Fabrizio Mejía Madrid
De entre los puertos literarios, Acapulco simboliza la esperanza fracasada, el paraíso que no fue, el cargo al erario, a la tarjeta sobregirada y a la conciencia. En él se han puesto expectativas, imaginado vergeles, edenes y nirvanas, y espejos de sus habitantes (que lo son sólo porque alguien los visita) y de quienes llegan hasta ahí para ser otros o sus versiones más auténticas. Este libro explora ese imaginario escrito. La historia del puerto textual es más larga.
En 1951, el escritor Francisco Tario acepta el encargo del presidente Miguel Alemán de hacer un libro para promover Acapulco. Con fotografías de Lola Álvarez Bravo, Acapulco en el sueño inventa un litoral y sus personajes perdurables: el mar, la luna, el clavadista, el lanchero, la gringa deseable, la costeña prohibida, el magnate incógnito, la playa.

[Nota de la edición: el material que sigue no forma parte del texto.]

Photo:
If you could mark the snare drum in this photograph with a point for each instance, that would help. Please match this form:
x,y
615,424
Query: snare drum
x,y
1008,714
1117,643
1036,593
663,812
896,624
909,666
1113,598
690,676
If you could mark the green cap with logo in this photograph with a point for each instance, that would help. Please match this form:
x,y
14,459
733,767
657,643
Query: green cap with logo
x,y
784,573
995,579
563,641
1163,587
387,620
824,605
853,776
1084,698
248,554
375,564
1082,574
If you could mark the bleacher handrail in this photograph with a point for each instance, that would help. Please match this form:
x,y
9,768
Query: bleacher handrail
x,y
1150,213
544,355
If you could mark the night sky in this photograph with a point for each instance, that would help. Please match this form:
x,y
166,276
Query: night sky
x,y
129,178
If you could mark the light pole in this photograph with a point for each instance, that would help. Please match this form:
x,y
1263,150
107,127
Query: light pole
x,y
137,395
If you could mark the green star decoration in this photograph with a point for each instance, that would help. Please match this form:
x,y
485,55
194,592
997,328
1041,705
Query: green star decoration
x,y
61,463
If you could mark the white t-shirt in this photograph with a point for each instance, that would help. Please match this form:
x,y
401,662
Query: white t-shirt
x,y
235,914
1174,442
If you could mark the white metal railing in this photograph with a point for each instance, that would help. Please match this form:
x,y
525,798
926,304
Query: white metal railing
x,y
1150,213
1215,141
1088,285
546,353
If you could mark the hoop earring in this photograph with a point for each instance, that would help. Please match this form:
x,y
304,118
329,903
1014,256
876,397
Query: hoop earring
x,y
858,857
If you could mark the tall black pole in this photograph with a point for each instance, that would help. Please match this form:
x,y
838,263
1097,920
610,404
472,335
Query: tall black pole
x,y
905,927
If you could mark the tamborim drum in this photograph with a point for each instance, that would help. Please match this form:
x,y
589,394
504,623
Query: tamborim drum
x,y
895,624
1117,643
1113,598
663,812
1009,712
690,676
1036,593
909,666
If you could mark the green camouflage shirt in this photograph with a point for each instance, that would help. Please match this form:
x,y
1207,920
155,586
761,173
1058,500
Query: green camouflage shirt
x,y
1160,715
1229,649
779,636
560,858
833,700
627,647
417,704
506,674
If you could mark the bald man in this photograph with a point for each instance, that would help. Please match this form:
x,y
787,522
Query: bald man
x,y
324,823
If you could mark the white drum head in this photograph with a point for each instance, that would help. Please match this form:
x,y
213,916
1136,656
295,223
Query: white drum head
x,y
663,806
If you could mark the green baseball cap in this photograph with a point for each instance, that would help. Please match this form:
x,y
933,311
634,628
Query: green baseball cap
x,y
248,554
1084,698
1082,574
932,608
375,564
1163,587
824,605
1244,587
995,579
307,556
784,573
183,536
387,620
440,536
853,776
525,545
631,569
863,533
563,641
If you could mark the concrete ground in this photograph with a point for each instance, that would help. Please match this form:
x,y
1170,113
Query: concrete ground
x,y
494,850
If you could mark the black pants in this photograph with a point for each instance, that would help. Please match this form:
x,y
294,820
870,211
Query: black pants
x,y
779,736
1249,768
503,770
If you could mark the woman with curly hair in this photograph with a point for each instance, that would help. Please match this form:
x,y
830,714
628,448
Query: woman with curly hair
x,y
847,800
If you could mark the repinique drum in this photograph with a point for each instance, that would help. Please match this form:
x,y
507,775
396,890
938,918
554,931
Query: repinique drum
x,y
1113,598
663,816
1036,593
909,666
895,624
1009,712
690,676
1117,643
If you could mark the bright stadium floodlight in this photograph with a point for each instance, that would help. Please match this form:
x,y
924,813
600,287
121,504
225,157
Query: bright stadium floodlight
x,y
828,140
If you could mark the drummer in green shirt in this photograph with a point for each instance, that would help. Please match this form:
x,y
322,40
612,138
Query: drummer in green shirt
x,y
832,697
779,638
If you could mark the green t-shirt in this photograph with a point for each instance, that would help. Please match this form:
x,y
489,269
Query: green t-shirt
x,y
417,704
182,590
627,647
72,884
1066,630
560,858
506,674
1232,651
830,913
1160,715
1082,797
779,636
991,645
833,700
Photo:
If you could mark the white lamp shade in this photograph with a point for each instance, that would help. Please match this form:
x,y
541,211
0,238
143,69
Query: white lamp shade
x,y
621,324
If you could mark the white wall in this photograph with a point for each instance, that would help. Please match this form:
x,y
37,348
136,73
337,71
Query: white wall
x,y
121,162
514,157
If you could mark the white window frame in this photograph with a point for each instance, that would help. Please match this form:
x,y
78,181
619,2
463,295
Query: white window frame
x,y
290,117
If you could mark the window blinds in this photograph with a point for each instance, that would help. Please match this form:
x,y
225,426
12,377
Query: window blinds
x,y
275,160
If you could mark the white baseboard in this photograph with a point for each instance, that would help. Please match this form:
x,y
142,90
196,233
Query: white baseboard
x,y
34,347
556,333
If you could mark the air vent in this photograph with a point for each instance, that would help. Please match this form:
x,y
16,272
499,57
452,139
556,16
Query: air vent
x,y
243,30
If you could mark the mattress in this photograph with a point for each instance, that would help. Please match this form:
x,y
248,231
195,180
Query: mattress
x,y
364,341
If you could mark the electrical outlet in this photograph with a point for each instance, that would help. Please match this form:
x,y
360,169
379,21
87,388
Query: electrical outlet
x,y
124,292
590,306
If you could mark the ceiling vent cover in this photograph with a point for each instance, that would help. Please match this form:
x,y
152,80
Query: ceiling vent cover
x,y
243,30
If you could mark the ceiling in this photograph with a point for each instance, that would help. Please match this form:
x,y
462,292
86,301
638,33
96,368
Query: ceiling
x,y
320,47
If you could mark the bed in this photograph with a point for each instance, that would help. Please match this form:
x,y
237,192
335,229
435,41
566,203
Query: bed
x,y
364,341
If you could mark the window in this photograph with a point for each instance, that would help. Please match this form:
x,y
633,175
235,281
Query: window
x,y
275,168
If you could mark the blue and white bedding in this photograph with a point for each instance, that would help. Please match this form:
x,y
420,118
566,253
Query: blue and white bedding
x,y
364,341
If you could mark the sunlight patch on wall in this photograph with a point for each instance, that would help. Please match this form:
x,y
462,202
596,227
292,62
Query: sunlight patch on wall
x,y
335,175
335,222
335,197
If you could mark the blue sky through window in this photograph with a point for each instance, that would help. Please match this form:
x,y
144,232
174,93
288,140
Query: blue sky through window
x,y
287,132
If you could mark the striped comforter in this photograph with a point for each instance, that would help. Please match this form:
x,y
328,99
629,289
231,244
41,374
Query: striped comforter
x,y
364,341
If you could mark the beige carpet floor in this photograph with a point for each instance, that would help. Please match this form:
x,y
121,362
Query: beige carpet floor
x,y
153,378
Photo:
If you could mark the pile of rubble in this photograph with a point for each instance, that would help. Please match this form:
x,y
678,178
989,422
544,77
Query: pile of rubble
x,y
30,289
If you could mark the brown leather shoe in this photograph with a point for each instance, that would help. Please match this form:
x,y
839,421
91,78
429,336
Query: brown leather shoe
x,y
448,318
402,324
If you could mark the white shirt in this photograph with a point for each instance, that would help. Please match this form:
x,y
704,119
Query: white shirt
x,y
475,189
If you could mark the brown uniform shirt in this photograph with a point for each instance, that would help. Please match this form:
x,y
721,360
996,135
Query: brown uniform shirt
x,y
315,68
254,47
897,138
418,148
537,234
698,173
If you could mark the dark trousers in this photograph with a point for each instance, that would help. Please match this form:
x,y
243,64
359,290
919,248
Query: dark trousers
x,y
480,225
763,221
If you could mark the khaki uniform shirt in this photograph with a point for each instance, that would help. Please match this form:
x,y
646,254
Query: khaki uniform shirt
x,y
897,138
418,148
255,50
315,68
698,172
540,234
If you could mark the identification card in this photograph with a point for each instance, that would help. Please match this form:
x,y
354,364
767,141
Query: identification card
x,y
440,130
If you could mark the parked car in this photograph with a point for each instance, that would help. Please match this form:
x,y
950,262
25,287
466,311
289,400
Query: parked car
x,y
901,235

Se trata de consolidar un imaginario habitado por la brisa y los placeres del baño salino al aire libre, los cuerpos desnudos y la naturaleza, el olvido de lo cotidiano y el extravío de uno mismo entre palmeras. Será la entrada del puerto de Acapulco en la literatura.
La hechura de Acapulco es, en un inicio, cinematográfica y agringada: La perla (1945) de Emilio “Indio” Fernández con guion de John Steinbeck, Pecadora (1947), Tarzán y las sirenas (1948) con Johnny Weissmüller. Ya en los cincuentas pasará a la reacción cómica del exotismo de lo curvilíneo, con Tin Tan: Simbad, el mareado (1950), Tintansón Crusoe (1964). Y con Cantinflas en El bolero de Raquel (1957). En 1963, Elvis Presley promoverá el puerto pero dirá, célebremente, que prefiere “besar a una negra, antes que a una mexicana”, con lo que suscitará el malestar del patriotismo fenotípico.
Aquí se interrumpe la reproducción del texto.